Il est important de noter que ces préparations, notamment le purin, sont destinées à un usage strictement extérieur, au jardin. Elles ne doivent en aucun cas être ingérées. De même, lors de la manipulation des feuilles fraîches ou du purin, le port de gants est recommandé pour éviter toute irritation cutanée. La rhubarbe, bien que comestible au niveau de son pétiole, présente une partie de sa feuille qui nécessite une manipulation précautionneuse.
COMMENT FABRIQUER FACILEMENT UN PURIN DE PLANTES (ortie et sureau)
Mythes et précautions raisonnables
L'idée que le compost enrichi en feuilles de rhubarbe rendrait les légumes "toxiques" relève du mythe. Comme expliqué précédemment, les transformations biologiques opérées lors du compostage éliminent efficacement l'acide oxalique libre. Les racines des plantes, lorsqu'elles puisent dans un compost mûr, absorbent des éléments simples comme l'eau, le carbone et l'azote, et non des molécules complexes potentiellement nocives. Par conséquent, le compost produit à partir de feuilles de rhubarbe peut être utilisé sans aucune crainte pour le potager.
Cependant, il existe des précautions sensées à observer, non pas par peur d'un compost toxique, mais pour une gestion sûre des matières premières :
- Quantité raisonnable : Évitez de mettre de très grandes quantités de feuilles de rhubarbe en une seule fois dans le composteur. Procédez par ajouts progressifs et mélangés.
- Accès restreint aux feuilles fraîches : Il est préférable d'empêcher les enfants en bas âge et les animaux domestiques d'avoir un accès direct aux feuilles fraîches de rhubarbe. Bien que non mortelles, elles peuvent être irritantes si elles sont mâchées.
- Manipulation du purin : Si vous optez pour la préparation d'un purin, manipulez-le avec des gants et veillez à bien diluer le liquide avant toute application sur les plantes.
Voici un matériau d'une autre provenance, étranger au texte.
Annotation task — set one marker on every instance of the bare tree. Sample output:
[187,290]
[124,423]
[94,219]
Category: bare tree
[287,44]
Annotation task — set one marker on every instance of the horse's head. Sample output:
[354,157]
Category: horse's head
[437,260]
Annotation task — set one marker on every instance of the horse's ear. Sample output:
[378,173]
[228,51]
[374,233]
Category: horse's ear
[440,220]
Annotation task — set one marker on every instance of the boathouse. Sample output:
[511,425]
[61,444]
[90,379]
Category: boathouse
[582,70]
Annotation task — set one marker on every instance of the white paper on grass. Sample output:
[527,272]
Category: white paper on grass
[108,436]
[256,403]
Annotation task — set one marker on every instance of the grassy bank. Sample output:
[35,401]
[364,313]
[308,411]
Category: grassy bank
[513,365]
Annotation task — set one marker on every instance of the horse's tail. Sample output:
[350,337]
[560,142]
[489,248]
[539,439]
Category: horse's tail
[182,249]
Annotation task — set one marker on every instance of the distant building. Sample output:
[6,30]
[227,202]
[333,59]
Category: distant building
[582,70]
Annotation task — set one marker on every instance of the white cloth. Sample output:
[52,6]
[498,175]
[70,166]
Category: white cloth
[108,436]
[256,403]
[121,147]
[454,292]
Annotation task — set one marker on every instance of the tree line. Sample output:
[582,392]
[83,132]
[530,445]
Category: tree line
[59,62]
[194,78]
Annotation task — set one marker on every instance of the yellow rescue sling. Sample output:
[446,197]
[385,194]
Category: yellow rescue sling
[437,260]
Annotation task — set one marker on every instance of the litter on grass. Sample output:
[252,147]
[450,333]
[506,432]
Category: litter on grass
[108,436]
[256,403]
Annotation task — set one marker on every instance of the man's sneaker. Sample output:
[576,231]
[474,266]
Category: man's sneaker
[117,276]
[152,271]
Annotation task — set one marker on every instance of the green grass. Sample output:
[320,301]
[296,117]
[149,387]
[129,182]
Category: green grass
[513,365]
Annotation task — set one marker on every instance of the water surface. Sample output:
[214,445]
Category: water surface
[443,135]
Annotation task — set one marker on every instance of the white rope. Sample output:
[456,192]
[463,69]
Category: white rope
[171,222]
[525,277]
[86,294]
Testez toujours sur une petite zone d'abord.
Ces précautions visent à une utilisation sécuritaire des feuilles de rhubarbe, que ce soit pour le compostage, le paillage ou la fabrication de purins. Elles ne remettent pas en cause la valeur de ces feuilles comme amendement pour le sol une fois compostées. Le véritable piège réside souvent dans le manque d'information et la persistance de mythes anciens qui conduisent à jeter des ressources précieuses. D'autres plantes, comme les feuilles de pomme de terre ou certaines plantes ornementales potentiellement toxiques, sont également compostées sans problème par de nombreux jardiniers expérimentés, car le processus de compostage les neutralise.
En résumé
Les feuilles de rhubarbe suscitent une appréhension compréhensible en raison de leur teneur en acide oxalique. Cependant, cette crainte est largement exagérée dans le contexte du compostage. Dans un compost bien géré, aéré, humide et équilibré en matières vertes et brunes, le risque associé à l'acide oxalique disparaît grâce à l'action des micro-organismes décomposeurs.
En adoptant quelques gestes simples - couper les feuilles en petits morceaux, les mélanger systématiquement à des matières brunes, et éviter d'en introduire une quantité massive d'un coup - vous transformez un déchet potentiellement "dangereux" en une ressource précieuse pour votre jardin. Le compost obtenu est sain, fertile et bénéfique pour la croissance de vos plantes. De plus, des usages alternatifs comme le paillage ou la fabrication de purins répulsifs offrent d'autres moyens de valoriser ces feuilles avant même leur passage au compost. La clé réside dans la compréhension du processus de compostage et dans l'application de bonnes pratiques de jardinage.